The structure is Grade II listed by Historic England (listing number 1045950).

An attached plaque carries the inscription:

PINFOLD
BUILT CIRCA 1830
TO REPLACE AN EARLIER
WOODEN PINFOLD USED TO
PEN STRAY ANIMALS WHICH
COULD THEN BE RECLAIMED
ON PAYMENT OF A FINE
TO THE PINDER
[Signed] NORWELL PARISH COUNCIL

==Transport==

===Road===
Norwell roads including Main Street, Carlton Road, Ossington Road, Bathley Lane and Woodhouse Road are unclassified. The speed limit through the village is 30 mph with an advisory 20 mph along part of Main Street due to the proximity of the school.

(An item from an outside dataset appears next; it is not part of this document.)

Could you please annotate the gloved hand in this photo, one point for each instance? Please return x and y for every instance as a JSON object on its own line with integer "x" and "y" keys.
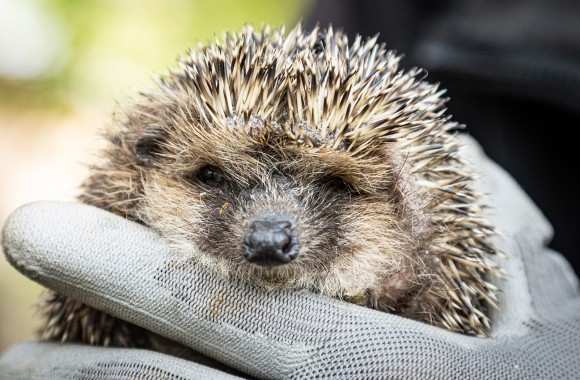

The A1 Trunk Road (Cromwell Bypass) passes the parish approximately 1.5 miles to the east of Norwell. Although not within the parish it is of interest that Cromwell Bypass was the location of highly collaborative trials of the slip-form paver in 1964/65. The first such machine to be brought into the UK was used to trial the laying of unreinforced and reinforced concrete carriageways with dowelled contraction and expansion joints. The surface has now been rebuilt using tarmac (asphalt concrete). The A616 road passes approximately 2 miles to the west of Norwell.

===Rail===
The East Coast Main Line crosses the east of the parish in an approximately north/south direction, passing approximately 1 mile to the east of the village itself.

The nearest railway stations are in Newark-on-Trent, seven miles to the south-east. Newark North Gate is located on the East Coast Main Line, between London King's Cross and Edinburgh Waverley, and Newark Castle is located on the Nottingham to Lincoln line.